Van Doesburg & The International Avant-Garde
The European avant-garde's reaction to the mass carnage and destruction of WWI spawned the diametrically opposed movements of Dadaism and De Stijl (The Style).
The former's chaotic and absurd art mocked bourgeois respect for order, rationality and tradition while the latter sought to create a better world via its calm abstractions. Amazingly, Theo van Doesburg (1883-1931) managed to believe in both.
Nevertheless his most lasting legacy is as a founder member and untiring promoter of De Stijl. Much of this through the movement's magazine of the same name - for which he designed the radical typeface - and which he edited and wrote for throughout its existence from 1917 until his own early death in 1931.
De Stijl art and design aimed to combat the pernicious effects of individualism and nationalism by creating a universal form of visual communication which could be understood by all.
Initially rooted in the spiritual ideas of Theosophy, the De Stijl artists believed that the essence of harmonious life could be found in the balance of opposing forces such as sea and land, night and day or male and female.
Applying these ideas to visual art, they stripped it down to its underlying characteristics of basic form, line, mass and colour which they arranged in balanced harmonies purified of distracting allusions to the specific, visible world.
Its best-known co-founder was Piet Mondrian, whose purist paintings create an asymmetrical equilibrium from the intersection of horizontals and verticals to form squares and rectangles while the neutral colours grey, black and white are balanced by the pure primary colours red, yellow and blue.
Van Doesburg's paintings lack the uncompromising rigour of Mondrian's paintings, but his restlessness led him to apply these ideas to a wide field of innovatory design.

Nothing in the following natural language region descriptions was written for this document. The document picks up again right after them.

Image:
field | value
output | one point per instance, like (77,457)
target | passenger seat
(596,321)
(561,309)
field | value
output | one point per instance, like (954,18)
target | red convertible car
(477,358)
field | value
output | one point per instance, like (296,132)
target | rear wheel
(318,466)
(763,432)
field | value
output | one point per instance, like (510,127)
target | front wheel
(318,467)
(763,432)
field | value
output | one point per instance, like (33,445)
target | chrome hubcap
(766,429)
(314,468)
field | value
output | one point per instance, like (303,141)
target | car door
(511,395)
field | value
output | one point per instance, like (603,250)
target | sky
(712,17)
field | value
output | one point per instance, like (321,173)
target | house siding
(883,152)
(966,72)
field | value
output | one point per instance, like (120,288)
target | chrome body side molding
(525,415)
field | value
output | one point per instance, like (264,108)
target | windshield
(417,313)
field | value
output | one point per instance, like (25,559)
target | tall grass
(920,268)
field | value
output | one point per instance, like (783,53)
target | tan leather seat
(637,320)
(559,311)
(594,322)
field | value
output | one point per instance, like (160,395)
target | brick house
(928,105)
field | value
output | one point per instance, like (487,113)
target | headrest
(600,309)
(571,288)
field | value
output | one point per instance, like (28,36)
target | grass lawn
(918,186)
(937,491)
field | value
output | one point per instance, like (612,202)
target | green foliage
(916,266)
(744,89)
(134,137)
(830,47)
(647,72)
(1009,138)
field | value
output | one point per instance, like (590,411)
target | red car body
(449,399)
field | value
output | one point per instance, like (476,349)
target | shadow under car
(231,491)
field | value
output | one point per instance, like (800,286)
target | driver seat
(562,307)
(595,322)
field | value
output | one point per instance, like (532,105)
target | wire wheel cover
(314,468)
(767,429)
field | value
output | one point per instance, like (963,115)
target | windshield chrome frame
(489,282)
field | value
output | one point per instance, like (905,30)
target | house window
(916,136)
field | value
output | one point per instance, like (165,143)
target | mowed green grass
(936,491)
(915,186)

Possessing monstrous energy levels and ambition, this untrained stepson of a military man worked as an artist, designer, architect, typographer, poet, art critic, teacher and publisher while also travelling and furiously networking over many European countries. Yet he died aged only 48.
By displaying van Doesburg's works among those by about 80 artists with whom he interacted and collaborated, the Tate's exhibition presents him as a focus of and catalyst for varied strands of the 1920s avant-garde.
We see works by artists as diverse as the De Stijl architect Jacobus Oud, the Dadaists Kurt Schwitters and Tristan Tzara, the Soviet Constructivist El Lissitzky, the Bauhaus teacher Laszlo Moholy-Nagy, the film-maker Hans Richter and the Swiss artist and designer Sophie Tauber-Arp.
The vast array of works span all the arts - film, poetry, music, architecture, graphic design, posters, dance, painting and sculpture, from Gerrit Rietveld's furniture and light fittings to Dada and Constructivist magazines.
For van Doesburg, what linked them was innovation and modernity.
All broke with the heavy ornamentation and historicism of Victorian art and architecture which still dominated the visual world and which signified the old world's bourgeois values.
That was how he found a connection between the ordered peace of De Stijl and the subversive chaos of Dada.
Under the pseudonym IK Bonset he published his magazine Mecano (1922-4) in which he juxtaposed unrelated images and sent type dancing across the page in Dadaist freefall.
Yet his images lack the satirical bite and visual sophistication of Raoul Hausemann's and Hannah Hoech's Dada photo montages.
Not surprisingly, van Doesburg sometimes clashed with his more single-minded colleagues. When he had the temerity to introduce dynamic diagonals and impure mixed colours into his De Stijl paintings Mondrian broke off all relations since they contravened the movement's commitment to harmonious repose and purity.
Was van Doesburg an unprincipled, opinionated egoist or an open-minded polymath? Probably a bit of both.
Despite his dizzying hyperactivity he devoted his greatest energies to proselytising for abstraction and his internationalism cross-fertilised ideas across Europe from the Soviet Union to France.
Both Dada and De Stijl appeal to the mind rather than the heart. The cerebral dominates the exhibition and there are so many works, many by relatively obscure artists who shared a similar aesthetic, that you may find the experience exhausting.
The visitor's guide does not explain the socio-historical context of war and revolutions which gave artists such utopian desire to create a better world. This is a serious omission which will particularly affect younger viewers, since history is now taught so cursorily in schools.
However the sheer inventiveness and elan of the 1920s avant-garde shines through.
Most works still look modern today. So all-pervasive was their influence that they did indeed create a universal visual language.
But it was incomprehensible to most of their contemporaries.
What became known as international modernism was not widely used until after WWII.
Runs until May 16. Price £10/concessions £8.50.